Schule: BHAK/BHAS Feldkirch
Business: FANARTIKEL

Angebot Aus gebrauchten Eishockey-Sticks bauen die GründerInnen von Broken Sticks Wohnaccessoires. Aus getragenen Eishockeyshirts nähen sie Kissen, Federschachteln mit integrierten Powerbanks und Baggies. All das produzieren sie für Eishockeyfans wie sie selbst. So stand am Beginn der Geschäftsidee persönliche Begeisterung: Die eingefleischten Eishockeyfans bringen so ihre Leidenschaft in "abgefahrenen" Produkten zum Ausdruck. Das Team verkauft die Produkte im Rahmen von Matches, Fanclubs und Märkten.

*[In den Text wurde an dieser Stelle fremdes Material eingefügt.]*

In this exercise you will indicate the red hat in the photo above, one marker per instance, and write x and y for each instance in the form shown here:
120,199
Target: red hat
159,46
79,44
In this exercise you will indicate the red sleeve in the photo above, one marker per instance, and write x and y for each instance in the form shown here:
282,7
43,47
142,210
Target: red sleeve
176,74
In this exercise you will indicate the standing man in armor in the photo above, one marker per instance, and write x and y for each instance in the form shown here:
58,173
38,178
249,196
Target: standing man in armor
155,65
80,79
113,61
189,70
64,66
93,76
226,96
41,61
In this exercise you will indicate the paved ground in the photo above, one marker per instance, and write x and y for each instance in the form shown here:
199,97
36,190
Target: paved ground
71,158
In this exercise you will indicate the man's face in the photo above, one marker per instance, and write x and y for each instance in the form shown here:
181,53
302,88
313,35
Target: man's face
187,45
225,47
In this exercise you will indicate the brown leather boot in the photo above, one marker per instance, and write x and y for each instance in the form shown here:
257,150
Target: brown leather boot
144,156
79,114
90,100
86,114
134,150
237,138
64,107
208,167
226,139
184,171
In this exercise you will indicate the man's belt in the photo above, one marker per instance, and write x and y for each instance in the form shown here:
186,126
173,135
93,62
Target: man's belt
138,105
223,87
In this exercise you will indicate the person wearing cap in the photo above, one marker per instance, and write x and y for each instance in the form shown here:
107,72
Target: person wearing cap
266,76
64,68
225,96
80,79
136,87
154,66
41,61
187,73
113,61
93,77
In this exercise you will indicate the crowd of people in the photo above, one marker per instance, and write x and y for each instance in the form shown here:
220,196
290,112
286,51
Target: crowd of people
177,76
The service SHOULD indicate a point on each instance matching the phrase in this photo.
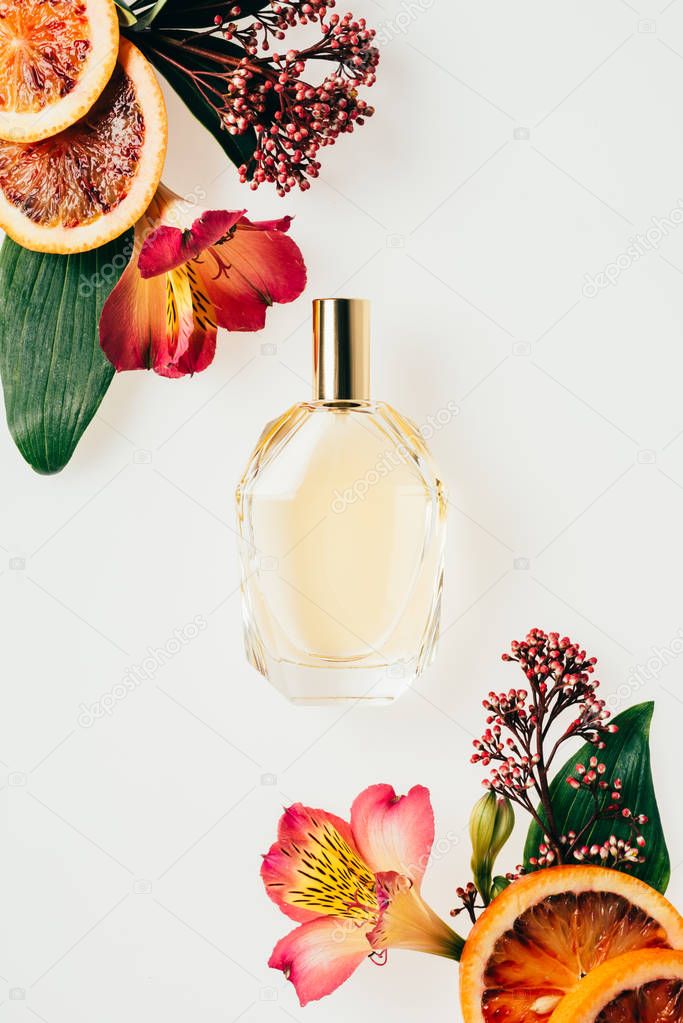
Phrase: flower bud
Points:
(491, 825)
(499, 884)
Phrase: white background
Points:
(516, 148)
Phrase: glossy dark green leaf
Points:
(627, 756)
(186, 14)
(126, 16)
(166, 51)
(145, 19)
(54, 373)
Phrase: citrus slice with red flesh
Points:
(548, 930)
(55, 58)
(91, 182)
(639, 987)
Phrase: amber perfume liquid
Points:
(342, 521)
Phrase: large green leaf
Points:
(166, 51)
(54, 373)
(627, 756)
(197, 13)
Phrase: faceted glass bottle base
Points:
(342, 521)
(320, 684)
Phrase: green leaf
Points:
(166, 52)
(627, 755)
(126, 17)
(145, 19)
(199, 14)
(54, 373)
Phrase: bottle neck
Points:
(340, 350)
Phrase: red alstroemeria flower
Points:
(354, 888)
(192, 275)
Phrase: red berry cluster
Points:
(292, 118)
(526, 727)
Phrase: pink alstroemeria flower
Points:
(190, 274)
(354, 888)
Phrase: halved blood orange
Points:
(639, 987)
(91, 182)
(55, 58)
(549, 929)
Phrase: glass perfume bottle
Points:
(342, 520)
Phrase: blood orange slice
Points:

Broken Sticks Wohnaccessoires

Süße Nasch-Alternativen

Schule: BG/BRG Mössingerstraße
Business: GESUNDE SNACKS

Angebot Das Team von naked stripes will seinen Kunden helfen, auch in kurzen Pausen einen gesunden Snack zu genießen, und produziert dafür schonend getrocknete Fruchtpüreestreifen in ausgefallenen Geschmacksrichtungen. Der Dörrprozess wird bei exakt 42 Grad durchgeführt, wodurch keine Vitamine verloren gehen. Die gesunden Snacks stillen rasch den Hunger, sind vegan und kommen ohne zusätzliche Inhaltsstoffe aus. Die einzigen Zutaten sind: Obst, Gewürze und viel Hingabe der Produzenten.